Back to skill
Skillv1.3.0
ClawScan security
monday.com · ClawHub's context-aware review of the artifact, metadata, and declared behavior.
Scanner verdict
BenignMar 14, 2026, 9:36 PM
- Verdict
- benign
- Confidence
- medium
- Model
- gpt-5-mini
- Summary
- The skill's requirements and runtime instructions are consistent with a monday.com integration: it only needs a monday API token and provides GraphQL examples and optional MCP usage — nothing appears to be trying to do something unrelated to its stated purpose.
- Guidance
- This skill appears coherent for a monday.com integration, but take these precautions before installing: - Prefer the GraphQL fallback unless you trust the MCP package source; invoking `npx ...@latest` downloads and runs remote code each time — consider pinning a specific version instead of `@latest`. - Store MONDAY_API_TOKEN in a secrets manager or platform secret (not plaintext). Limit the token's scope if possible and use temporary/rotated tokens. - Review the MCP package repository (if you plan to use it) so you trust its publisher and release history. - Monitor token usage and audit monday.com activity after enabling the skill.
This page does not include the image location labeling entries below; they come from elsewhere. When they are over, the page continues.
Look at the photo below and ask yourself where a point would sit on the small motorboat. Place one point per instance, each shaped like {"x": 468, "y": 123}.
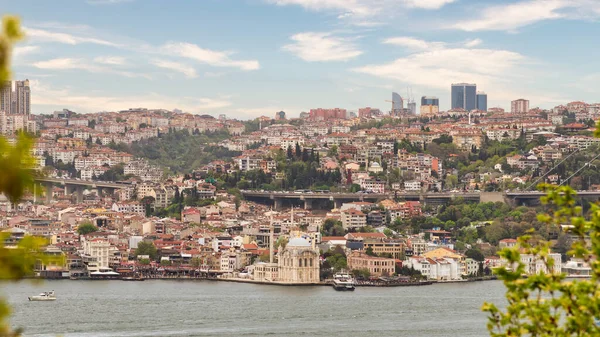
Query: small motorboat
{"x": 343, "y": 282}
{"x": 133, "y": 278}
{"x": 45, "y": 296}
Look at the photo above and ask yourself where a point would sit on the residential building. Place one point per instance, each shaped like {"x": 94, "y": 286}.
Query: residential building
{"x": 327, "y": 114}
{"x": 377, "y": 266}
{"x": 534, "y": 265}
{"x": 429, "y": 105}
{"x": 464, "y": 96}
{"x": 481, "y": 101}
{"x": 6, "y": 97}
{"x": 519, "y": 106}
{"x": 23, "y": 97}
{"x": 397, "y": 104}
{"x": 97, "y": 250}
{"x": 352, "y": 218}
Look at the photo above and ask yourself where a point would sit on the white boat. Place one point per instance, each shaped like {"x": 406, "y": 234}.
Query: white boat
{"x": 577, "y": 268}
{"x": 45, "y": 296}
{"x": 343, "y": 282}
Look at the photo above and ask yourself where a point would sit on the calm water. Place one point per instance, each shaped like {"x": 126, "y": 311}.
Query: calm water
{"x": 208, "y": 308}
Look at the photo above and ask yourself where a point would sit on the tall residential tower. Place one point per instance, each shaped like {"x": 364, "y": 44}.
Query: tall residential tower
{"x": 520, "y": 106}
{"x": 481, "y": 101}
{"x": 429, "y": 105}
{"x": 6, "y": 97}
{"x": 464, "y": 96}
{"x": 23, "y": 98}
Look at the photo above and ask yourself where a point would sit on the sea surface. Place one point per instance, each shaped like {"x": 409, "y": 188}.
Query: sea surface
{"x": 212, "y": 308}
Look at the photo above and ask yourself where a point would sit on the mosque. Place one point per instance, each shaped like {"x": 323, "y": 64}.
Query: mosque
{"x": 297, "y": 262}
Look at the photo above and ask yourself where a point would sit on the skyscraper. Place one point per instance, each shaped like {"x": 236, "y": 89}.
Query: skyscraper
{"x": 397, "y": 104}
{"x": 430, "y": 100}
{"x": 481, "y": 101}
{"x": 412, "y": 107}
{"x": 429, "y": 105}
{"x": 519, "y": 106}
{"x": 6, "y": 97}
{"x": 23, "y": 97}
{"x": 464, "y": 96}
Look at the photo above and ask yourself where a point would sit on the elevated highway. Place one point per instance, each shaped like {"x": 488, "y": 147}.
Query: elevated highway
{"x": 277, "y": 198}
{"x": 77, "y": 186}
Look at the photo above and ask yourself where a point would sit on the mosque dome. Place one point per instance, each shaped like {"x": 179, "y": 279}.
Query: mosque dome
{"x": 298, "y": 242}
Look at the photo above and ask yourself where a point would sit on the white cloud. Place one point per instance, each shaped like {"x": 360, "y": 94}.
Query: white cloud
{"x": 347, "y": 7}
{"x": 363, "y": 8}
{"x": 106, "y": 2}
{"x": 25, "y": 50}
{"x": 473, "y": 43}
{"x": 48, "y": 36}
{"x": 52, "y": 97}
{"x": 211, "y": 57}
{"x": 81, "y": 64}
{"x": 492, "y": 70}
{"x": 515, "y": 15}
{"x": 427, "y": 4}
{"x": 413, "y": 43}
{"x": 111, "y": 60}
{"x": 321, "y": 47}
{"x": 185, "y": 69}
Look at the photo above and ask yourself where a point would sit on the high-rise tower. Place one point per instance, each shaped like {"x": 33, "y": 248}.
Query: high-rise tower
{"x": 23, "y": 97}
{"x": 6, "y": 97}
{"x": 464, "y": 96}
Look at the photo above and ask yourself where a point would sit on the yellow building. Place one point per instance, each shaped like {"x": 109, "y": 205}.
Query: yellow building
{"x": 377, "y": 266}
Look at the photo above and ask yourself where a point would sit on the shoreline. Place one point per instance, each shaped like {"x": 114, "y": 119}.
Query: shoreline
{"x": 284, "y": 284}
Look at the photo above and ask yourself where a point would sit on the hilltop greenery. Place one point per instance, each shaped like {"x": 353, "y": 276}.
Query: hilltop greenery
{"x": 180, "y": 151}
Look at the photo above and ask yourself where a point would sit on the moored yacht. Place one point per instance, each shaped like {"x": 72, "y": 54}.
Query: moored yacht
{"x": 343, "y": 282}
{"x": 45, "y": 296}
{"x": 577, "y": 268}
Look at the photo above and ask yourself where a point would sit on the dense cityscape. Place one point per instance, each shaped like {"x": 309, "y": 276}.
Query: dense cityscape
{"x": 391, "y": 197}
{"x": 300, "y": 168}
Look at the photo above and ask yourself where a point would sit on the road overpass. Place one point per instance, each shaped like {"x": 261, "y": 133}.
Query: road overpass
{"x": 277, "y": 198}
{"x": 533, "y": 197}
{"x": 77, "y": 186}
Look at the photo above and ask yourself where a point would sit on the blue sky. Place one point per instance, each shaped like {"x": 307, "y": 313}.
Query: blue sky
{"x": 247, "y": 58}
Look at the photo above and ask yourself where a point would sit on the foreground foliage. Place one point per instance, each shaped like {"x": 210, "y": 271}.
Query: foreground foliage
{"x": 548, "y": 304}
{"x": 17, "y": 260}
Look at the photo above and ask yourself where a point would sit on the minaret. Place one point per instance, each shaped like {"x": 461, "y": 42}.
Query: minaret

If you cannot confirm the MCP package source, avoid running subprocess installs and stick to direct GraphQL calls.
Review Dimensions
- Purpose & Capability
- okName/description match the requested env var (MONDAY_API_TOKEN) and the SKILL.md explains using monday's MCP server or GraphQL API to manage boards/items/columns/etc., which is expected for this integration.
- Instruction Scope
- noteThe instructions stay on-topic (signup, obtain token, use MCP or GraphQL, example queries/mutations). They don't ask to read unrelated system files or other credentials. They do instruct running an MCP subprocess or using npx, which broadens what the agent will execute at runtime (see install_mechanism).
- Install Mechanism
- noteThere is no formal install spec (instruction-only), but SKILL.md recommends invoking the official MCP server via `npx -y @mondaydotcomorg/monday-api-mcp@latest`. Relying on npx/@latest downloads and executing third-party code at runtime is a supply-chain risk; however, this is optional and the doc encourages falling back to direct GraphQL calls.
- Credentials
- okOnly MONDAY_API_TOKEN is required and it is justified by the skill's purpose. No unrelated secrets, config paths, or multiple credential requests are present.
- Persistence & Privilege
- okSkill is instruction-only, no install, not always-enabled, and does not request system-wide changes or other skills' configs. Autonomous invocation is allowed by default but not combined with other high-risk factors here.